Ownit Mortgage Solutions Inc. says it found a way to deal with the nonprime mortgage market’s current challenges while avoiding the hurdles that bank-owned and public nonprime lenders face: a deep-pocketed Wall Street investor.

The Agoura Hills, Calif., mortgage wholesaler’s parent, Ownit Holdings LLC, has sold a minority stake in the unit to Merrill Lynch & Co.

Merrill and Ownit Holdings signed a letter of intent June 28, and the deal closed Sept. 16, according to William Dallas, Ownit’s chief executive and a part-owner.

In an interview Monday, Mr. Dallas said the deal diluted the stakes of Ownit Holdings’ management team, which previously owned roughly 30% of the unit, and the Chicago private equity fund CIVC Partners LP, which owned the rest.

He said that Ownit “will continue to operate” as an independent company.

Mr. Dallas said a confidentiality agreement barred him from releasing more specifics of the deal, including the size of Merrill’s stake, but he said Ownit was valued according to its pretax earnings for the last 12 months — a figure he put at between $50 million and $100 million.

Last year, he said, Ownit Mortgage sold about half of its $4 billion of production to Merrill. “We will give Merrill that same ability” to buy production, though Ownit is under no obligation to sell loans to Merrill.

Ownit is on track to fund $8 billion of loans this year, or 10 times its production in 2003, the year Mr. Dallas and the other investors bought it.

A Merrill spokesman confirmed that it had bought a stake in the wholesaler.

“Merrill Lynch is active in the mortgage-backed securities market in many areas. We are always looking to establish strategic relationships with quality firms,” a Merrill spokesman said.

The deal not only brings Ownit more capital but, Mr. Dallas hopes, will also get the company better execution on its mortgage securities.

This is because, as opposed to packaging Ownit’s loans with loans from other lenders, the investment bank will now segregate Ownit’s loans into Ownit-only deals.

Mr. Dallas said that this will enable the company’s proprietary Right Loan products to prove that they perform better than competitors’ loans, which should improve execution.

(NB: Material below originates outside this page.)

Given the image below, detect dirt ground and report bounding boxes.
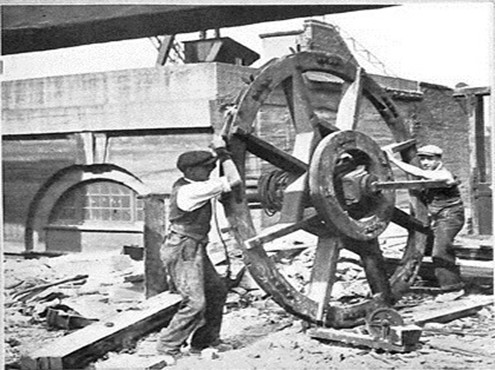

“We like to get paid for our credit quality in an industry that pays you for your weighted average coupon,” he said.

He also said the Merrill deal brought Ownit a new, larger warehouse line than its $900 million line with JP Morgan Chase & Co., set to expire later in the fall, which will help it grow in the future.

Ownit, he said, plans to increase production by 20% next year, to $10 billion, and expand into untapped markets in places like the Midwest, the East Coast, Texas, and Florida.

Meanwhile, the deal comes in the midst of a challenging time for nonprime lenders, who are being buffeted by intense price competition, an unfavorable yield curve, and the specter of predatory lending allegations.

For instance, New Century Financial Corp., a top nonprime mortgage lender, slashed full-year earnings guidance Sept. 23, citing continued compression of its production operating margin. Analysts have said the profit warning signaled challenges ahead for the whole industry.

Another plus in the deal is that unlike a bank-owned subsidiary, Ownit Mortgage, which currently has 14 offices, will remain independent and thus does not have to deal with interference from a parent bank or with the hassle of a compliance policy dictated by bank executives, said Mr. Dallas, who founded First Franklin Mortgage (now owned by National City Corp.) in 1981.